Data ONTAP WAFL blocks have 4K boundaries and if Windows wrote everything in 512 bytes, everything would be cool!(8 512 bytes make up 1 4K).  Here in lies the problem.  Say I'm writing to the disk, I write 512 bytes of data, that data is aligned, no problem!  Okay, but the next chunk of data I write is 4K.  Ugh oh!  It won't fit because I only have 3584 bytes left, so I need to carry over the last 512 bytes from the 4K write to another 4K block which requires additional I/O.  Now I go and read that 4K of data and instead of being able to read just one block, I now have to read from two because the data was split over two NetApp 4K blocks.  You got it, more I/O!  Take a look at the picture, it should help.

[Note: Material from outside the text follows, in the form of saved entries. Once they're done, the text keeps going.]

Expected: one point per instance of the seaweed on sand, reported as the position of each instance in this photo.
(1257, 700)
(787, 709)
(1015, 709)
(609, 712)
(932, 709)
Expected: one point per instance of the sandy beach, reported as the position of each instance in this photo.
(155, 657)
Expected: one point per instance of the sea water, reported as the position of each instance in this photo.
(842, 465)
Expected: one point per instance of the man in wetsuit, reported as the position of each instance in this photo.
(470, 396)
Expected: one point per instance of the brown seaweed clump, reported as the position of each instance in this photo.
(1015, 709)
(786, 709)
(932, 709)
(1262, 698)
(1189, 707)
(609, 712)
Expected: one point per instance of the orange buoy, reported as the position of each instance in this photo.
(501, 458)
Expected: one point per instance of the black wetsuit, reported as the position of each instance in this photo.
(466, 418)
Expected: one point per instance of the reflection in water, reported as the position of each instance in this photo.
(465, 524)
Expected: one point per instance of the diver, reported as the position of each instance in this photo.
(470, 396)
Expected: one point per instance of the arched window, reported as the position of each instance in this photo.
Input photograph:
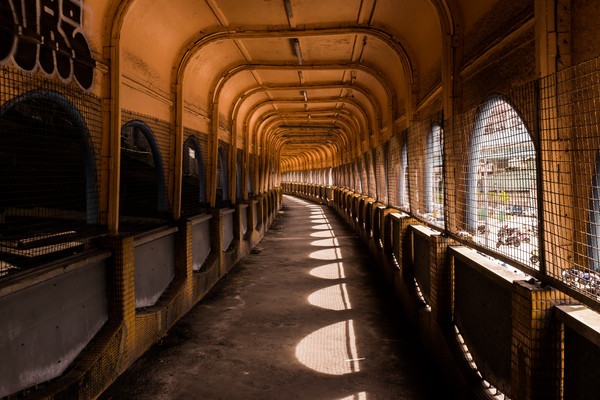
(403, 182)
(238, 175)
(142, 188)
(47, 180)
(222, 185)
(501, 198)
(434, 177)
(193, 185)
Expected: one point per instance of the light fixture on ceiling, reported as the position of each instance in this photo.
(310, 127)
(298, 50)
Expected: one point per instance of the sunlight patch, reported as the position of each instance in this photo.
(329, 271)
(328, 233)
(331, 242)
(331, 298)
(358, 396)
(332, 253)
(322, 227)
(330, 350)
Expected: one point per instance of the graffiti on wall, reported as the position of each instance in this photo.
(46, 34)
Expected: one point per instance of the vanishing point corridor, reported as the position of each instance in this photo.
(301, 317)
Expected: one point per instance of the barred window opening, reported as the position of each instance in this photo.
(501, 198)
(193, 185)
(403, 184)
(222, 195)
(48, 207)
(434, 182)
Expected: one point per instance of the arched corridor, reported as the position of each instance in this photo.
(146, 148)
(301, 317)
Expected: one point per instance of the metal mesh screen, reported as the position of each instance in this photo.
(193, 180)
(50, 138)
(517, 178)
(569, 124)
(142, 193)
(251, 173)
(381, 167)
(238, 171)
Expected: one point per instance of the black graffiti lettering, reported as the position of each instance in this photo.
(8, 29)
(83, 63)
(53, 54)
(46, 33)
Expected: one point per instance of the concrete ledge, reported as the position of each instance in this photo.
(581, 320)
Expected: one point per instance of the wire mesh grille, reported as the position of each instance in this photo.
(222, 199)
(380, 155)
(193, 180)
(569, 124)
(238, 171)
(50, 138)
(142, 191)
(495, 199)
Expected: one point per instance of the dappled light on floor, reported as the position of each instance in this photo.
(322, 227)
(330, 350)
(331, 298)
(329, 271)
(322, 234)
(332, 253)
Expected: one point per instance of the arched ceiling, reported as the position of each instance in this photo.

What I've drawn is 512 bytes of data being written. Next 4K of data and you can see that last 512 bytes gets written to a brand new NetApp block.  And last I write 1K of data.  If I access that 512 bytes of data or that 1K of data, no problem.  The problem is larger chunks of data that can get truncated and placed onto multiple blocks which will increase I/O when it's written AND when it's read.  Is this behavior unique to NetApp?  Nope, it will effect any storage vendor that doesn't use 512 bytes as their block size.

So what can be done about this?  In vSphere 5.1 , VMware introduced a new filesystem format called SESparse.  VMware View 5.2 is the first VMware product that uses the new SESparse disk type.  SESparse has a couple of functions, it can clean up unused space in clones, but what really excites me is the smallest chunk of data it can write to disk is 4K enabling the delta disk to stay block aligned!










Here I have another 512 byte chunk of data being written to disk, and than it jumps to the next 4K boundary and is ready to write the next chunk of data, which I've drawn as 4K.  This does use a little more space, but this will help immensely if you're having performance issues due to the partial reads and writes.  If you're okay with traditional Linked Clones, you don't need to use SESparse, you can stick with VMFSSparse.  There are also some caveats to look out for, so check the VMware site for best practices.

I hope this helped clear up some of the confusion around Linked Clones and why I'm excited about the new version of View!